Dire si le 7 janvier, quand la loi revient devant la Chambre Haute, les sénateurs l'ont saumâtre. Les voilà obligés de débattre une loi dont l'objet - la suppression de la pub - est déjà effectif depuis deux jours. Très remonté, le sénateur communiste Jack Ralite dénonce une «incivilité du pouvoir, une pratique gouvernementale délinquante». Son groupe, allié aux sénateurs du Parti de gauche, dépose un recours devant le Conseil d'Etat. La loi sur l'audiovisuel, elle, est promulguée en mars 2009.

Un an après, le Conseil d'Etat a tenu audience sur le fond et entendu, lundi dernier, les conclusions du rapporteur public chargé de dire la loi. Et c'est violent. Il parle d'«ingérence» des pouvoirs publics, dénonce «la piètre gestion d'un dossier sensible mettant en cause l'avenir du service public de l'audiovisuel», parle de «mauvaise gouvernance». Enfin, concluant que la demande des sénateurs est «imparable», il demande que les décisions de la ministre de la Culture et du conseil d'administration de France Télévisions soient annulées. Pas sûr que la décision du Conseil d'Etat, attendue d'ici à trois semaines, soit à l'identique, mais il suit en général l'avis du rapporteur.

Pour autant, l'annulation n'entraînera pas la suspension de la suppression de la pub car la loi est passée par là. Mais c'est un sérieux rappel à l'ordre à l'endroit de Nicolas Sarkozy. En langage de Jack Ralite : «C'est un pavé dans la mare du foutoir autoritaire.» L'avocat des sénateurs, Carlo Santulli, estime quant à lui l'affaire «sans précédent dans la Ve République, c'est la première fois qu'on met en place une loi avant qu'elle soit votée».

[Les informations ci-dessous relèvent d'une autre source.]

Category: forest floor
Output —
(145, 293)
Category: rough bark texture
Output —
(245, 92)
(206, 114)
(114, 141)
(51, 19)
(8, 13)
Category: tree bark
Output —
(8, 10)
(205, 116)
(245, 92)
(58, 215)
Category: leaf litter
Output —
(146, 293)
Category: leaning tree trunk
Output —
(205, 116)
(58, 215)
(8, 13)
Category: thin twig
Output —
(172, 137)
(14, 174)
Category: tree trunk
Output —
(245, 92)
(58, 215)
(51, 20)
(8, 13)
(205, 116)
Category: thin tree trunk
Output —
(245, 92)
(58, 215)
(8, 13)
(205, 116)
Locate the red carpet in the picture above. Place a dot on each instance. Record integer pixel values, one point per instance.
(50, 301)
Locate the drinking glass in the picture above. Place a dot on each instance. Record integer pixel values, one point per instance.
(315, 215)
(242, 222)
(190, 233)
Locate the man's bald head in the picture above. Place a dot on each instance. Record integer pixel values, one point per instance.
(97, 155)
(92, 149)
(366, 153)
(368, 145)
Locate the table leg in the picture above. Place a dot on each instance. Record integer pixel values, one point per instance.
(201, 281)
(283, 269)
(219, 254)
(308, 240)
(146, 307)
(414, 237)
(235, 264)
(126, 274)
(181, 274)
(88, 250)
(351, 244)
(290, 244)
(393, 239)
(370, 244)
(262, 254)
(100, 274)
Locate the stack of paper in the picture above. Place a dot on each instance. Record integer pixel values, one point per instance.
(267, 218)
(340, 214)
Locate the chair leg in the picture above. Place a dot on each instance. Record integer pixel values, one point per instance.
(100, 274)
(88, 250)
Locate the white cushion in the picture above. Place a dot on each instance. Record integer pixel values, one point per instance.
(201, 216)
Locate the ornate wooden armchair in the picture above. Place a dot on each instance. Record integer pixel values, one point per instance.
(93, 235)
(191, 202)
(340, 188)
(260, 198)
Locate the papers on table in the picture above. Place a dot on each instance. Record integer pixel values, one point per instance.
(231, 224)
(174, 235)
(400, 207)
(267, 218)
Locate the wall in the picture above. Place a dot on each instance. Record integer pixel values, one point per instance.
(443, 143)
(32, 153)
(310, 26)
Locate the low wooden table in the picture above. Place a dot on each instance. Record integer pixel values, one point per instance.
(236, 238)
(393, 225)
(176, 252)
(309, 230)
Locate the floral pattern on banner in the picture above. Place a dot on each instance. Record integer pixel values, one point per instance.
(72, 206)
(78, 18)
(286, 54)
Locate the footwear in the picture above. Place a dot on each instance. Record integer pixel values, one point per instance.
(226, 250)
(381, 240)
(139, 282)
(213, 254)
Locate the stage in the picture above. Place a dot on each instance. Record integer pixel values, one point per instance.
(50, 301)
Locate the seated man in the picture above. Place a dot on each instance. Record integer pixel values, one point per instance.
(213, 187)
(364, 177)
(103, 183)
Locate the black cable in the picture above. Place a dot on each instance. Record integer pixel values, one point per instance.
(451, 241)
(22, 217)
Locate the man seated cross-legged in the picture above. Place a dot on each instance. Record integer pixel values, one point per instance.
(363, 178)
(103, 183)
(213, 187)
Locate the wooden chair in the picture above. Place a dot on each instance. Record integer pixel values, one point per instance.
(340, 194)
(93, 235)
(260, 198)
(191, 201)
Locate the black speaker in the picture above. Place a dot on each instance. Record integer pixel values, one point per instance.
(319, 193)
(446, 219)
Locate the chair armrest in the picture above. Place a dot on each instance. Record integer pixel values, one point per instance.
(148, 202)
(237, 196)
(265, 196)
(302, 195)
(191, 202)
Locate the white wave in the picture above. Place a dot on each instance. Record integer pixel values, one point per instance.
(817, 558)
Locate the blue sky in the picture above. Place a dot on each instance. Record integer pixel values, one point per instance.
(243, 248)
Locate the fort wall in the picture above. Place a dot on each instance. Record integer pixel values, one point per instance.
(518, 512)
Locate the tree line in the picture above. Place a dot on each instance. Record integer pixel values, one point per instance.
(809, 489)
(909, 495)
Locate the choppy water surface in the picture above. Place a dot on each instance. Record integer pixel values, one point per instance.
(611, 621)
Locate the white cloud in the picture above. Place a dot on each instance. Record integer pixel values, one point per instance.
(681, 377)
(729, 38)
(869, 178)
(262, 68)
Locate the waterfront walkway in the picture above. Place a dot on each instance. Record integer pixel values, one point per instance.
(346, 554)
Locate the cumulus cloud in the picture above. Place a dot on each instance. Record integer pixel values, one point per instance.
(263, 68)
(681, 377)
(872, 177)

Régie. A France Télévisions, les syndicats sont ébahis. Carole Petit, du SNJ, soupire : «C'est un camouflet pour le fait du prince, mais y en a marre d'avoir raison après coup.» Pour Jean-François Téaldi, de la CGT, «il était temps d'écouter les gens qui disent que, financièrement, cette réforme ne sert à rien». Et de s'interroger : «Ne serait-il pas urgent de revenir sur la privatisation de la régie publicitaire ?» Trop tard : là encore, la machine est enclenchée. Avant même de savoir si France Télévisions verra la pub, comme le prévoit la loi, bel et bien supprimée aussi avant 20 heures, la régie va passer dans le privé. En décembre, ne restaient plus en lice que Hi-Média et Stéphane Courbit, associé à Publicis. Le premier avait la préférence de Carolis, et le second de l'Elysée, où il est en cour. Et le gouvernement a tenté d'imposer Courbit. «Là, on s'est énervé», indique-t-on du côté de la présidence de France Télévisions. Mais depuis, Courbit aurait revu son offre à la hausse, et devrait remporter la régie. A la télé publique, tout s'arrange, comme d'habitude, selon les bons vœux du président de la République.